Kwaj radar achieves 'first'
Sharon Watkins Lang
SMDC Command Historian
 
[photo of it next to sea]
The ZEUS Acquisition Radar receiver was housed atop an eight-story building. The receiver revolved “on the world’s largest precision ball bearing – 1.35 feet in diameter.”
 
[photo of components inside]
Installation of the ZEUS Acquisition Radar receiver signal processing group in November 1961.
 
The U.S. Army Kwajalein Atoll ZEUS Acquisition Radar received its first signal returns from an Intercontinental ballistic missile ICBM on Jan. 24, 1962. This was the initial test of the ZAR against a real target.
 
The ZAR was one of four radars in the NIKE-ZEUS anti-ballistic missile system constructed on Kwajalein. It worked in concert with a discrimination radar, two target track radars, three missile track radars, battery control equipment, a target interceptor computer, and four ZEUS launch cells. The ZAR was a track-while-scan radar that would scan the heavens to locate potential targets approaching the protected area. The data was transmitted to the discrimination radar, which would analyze the possible threats and select the targets from the decoys. This information was then forwarded to the target track radars. In an era with few onboard guidance systems, the missile track radars would guide the interceptor.
 
The largest single construction project of the early 1960s, the ZAR complex consisted of a transmitter, a receiver and a power plant. The ZAR Transmitter consisted of three antenna arrays in a horizontal triangular arrangement. Rotating in a horizontal plane at three and a half revolutions per minute, the three-sided transmitter could scan 100 million cubic miles of space per second. Operating in the L-band, each transmitter, equipped with two wideband klystron tubes, could be set to operate at its own frequency. This design and method of operation produced new images every six seconds.
 
Search signals from the transmitter were bounced back to the ZAR receiver, which was designed to rotate in sync with the transmitter. The receiver was a Luneberg lens with an associated reflecting ground plane. The “solid, hemispherical” lens itself was “constructed of thousands of polyfoam blocks, containing fine metal slivers, to obtain the necessary variation in dielectric constant.”
 
Feed horns and related equipment were situated on a truss system at the periphery of the lens. Incoming signals then would be focused by the lens and reflected by the ground plane and received by one or more of the feed horns, based upon the azimuth and elevation of the signal.

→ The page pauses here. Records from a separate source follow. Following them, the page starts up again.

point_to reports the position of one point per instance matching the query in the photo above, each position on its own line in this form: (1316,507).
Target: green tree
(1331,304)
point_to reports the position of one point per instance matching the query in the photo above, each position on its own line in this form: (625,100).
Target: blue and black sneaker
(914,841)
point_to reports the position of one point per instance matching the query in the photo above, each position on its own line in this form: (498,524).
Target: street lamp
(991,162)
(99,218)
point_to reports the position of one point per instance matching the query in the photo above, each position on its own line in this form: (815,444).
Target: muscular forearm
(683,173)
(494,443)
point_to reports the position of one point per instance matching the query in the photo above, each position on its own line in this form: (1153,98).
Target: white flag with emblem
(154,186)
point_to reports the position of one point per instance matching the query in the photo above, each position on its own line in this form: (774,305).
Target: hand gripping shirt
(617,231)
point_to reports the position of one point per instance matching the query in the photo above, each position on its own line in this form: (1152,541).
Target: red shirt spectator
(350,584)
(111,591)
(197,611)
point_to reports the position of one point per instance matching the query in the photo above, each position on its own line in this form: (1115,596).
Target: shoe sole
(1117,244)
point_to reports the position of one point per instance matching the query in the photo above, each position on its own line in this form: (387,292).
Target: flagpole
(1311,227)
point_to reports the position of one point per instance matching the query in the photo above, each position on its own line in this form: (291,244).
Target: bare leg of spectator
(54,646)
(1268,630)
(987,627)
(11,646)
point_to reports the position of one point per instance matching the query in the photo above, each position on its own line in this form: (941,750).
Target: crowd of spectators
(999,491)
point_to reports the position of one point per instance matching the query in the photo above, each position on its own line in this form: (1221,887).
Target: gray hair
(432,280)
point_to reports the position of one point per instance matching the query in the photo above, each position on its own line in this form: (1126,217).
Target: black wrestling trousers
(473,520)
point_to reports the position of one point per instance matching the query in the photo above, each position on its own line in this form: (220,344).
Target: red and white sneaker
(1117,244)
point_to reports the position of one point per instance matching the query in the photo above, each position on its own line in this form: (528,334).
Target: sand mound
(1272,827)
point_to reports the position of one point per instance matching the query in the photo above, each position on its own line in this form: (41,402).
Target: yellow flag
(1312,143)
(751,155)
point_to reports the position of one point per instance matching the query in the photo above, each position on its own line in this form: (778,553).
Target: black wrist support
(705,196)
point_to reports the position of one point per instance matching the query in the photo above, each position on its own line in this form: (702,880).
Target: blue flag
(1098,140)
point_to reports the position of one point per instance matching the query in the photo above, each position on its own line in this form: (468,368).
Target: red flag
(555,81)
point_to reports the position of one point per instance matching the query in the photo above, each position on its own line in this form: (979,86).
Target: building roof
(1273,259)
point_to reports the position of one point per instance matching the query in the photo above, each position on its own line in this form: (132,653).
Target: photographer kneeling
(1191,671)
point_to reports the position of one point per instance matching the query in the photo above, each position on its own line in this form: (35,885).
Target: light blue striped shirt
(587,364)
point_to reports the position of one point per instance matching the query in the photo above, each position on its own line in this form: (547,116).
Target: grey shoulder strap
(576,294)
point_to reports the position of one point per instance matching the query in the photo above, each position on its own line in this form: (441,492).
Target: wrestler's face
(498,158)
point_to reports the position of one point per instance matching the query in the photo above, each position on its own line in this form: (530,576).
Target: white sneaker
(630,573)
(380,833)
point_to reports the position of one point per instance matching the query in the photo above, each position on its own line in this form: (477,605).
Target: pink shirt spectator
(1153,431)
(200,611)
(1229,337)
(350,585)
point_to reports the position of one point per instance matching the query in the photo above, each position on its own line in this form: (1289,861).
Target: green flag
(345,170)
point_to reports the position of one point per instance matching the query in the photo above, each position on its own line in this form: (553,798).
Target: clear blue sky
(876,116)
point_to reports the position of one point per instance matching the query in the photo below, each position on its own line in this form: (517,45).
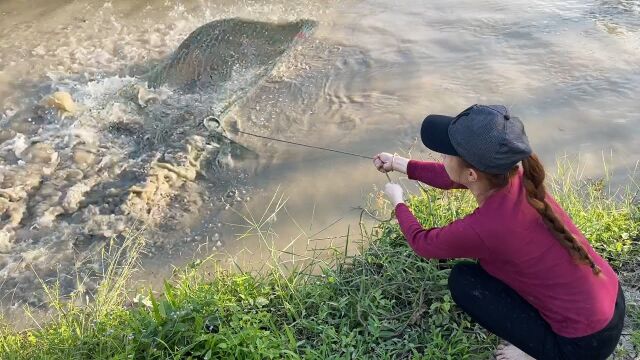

The subsequent data was processed by the ZAR’s signal processing equipment, which would detect and consolidate radar returns, initiate tracks of new objects, maintain existing tracks, comparing new positions with expected locations based on earlier data, and predict impact points. It was this parameter that determined which objects were threatening. The ZAR complex on Kwajalein was deactivated two years later in November 1964.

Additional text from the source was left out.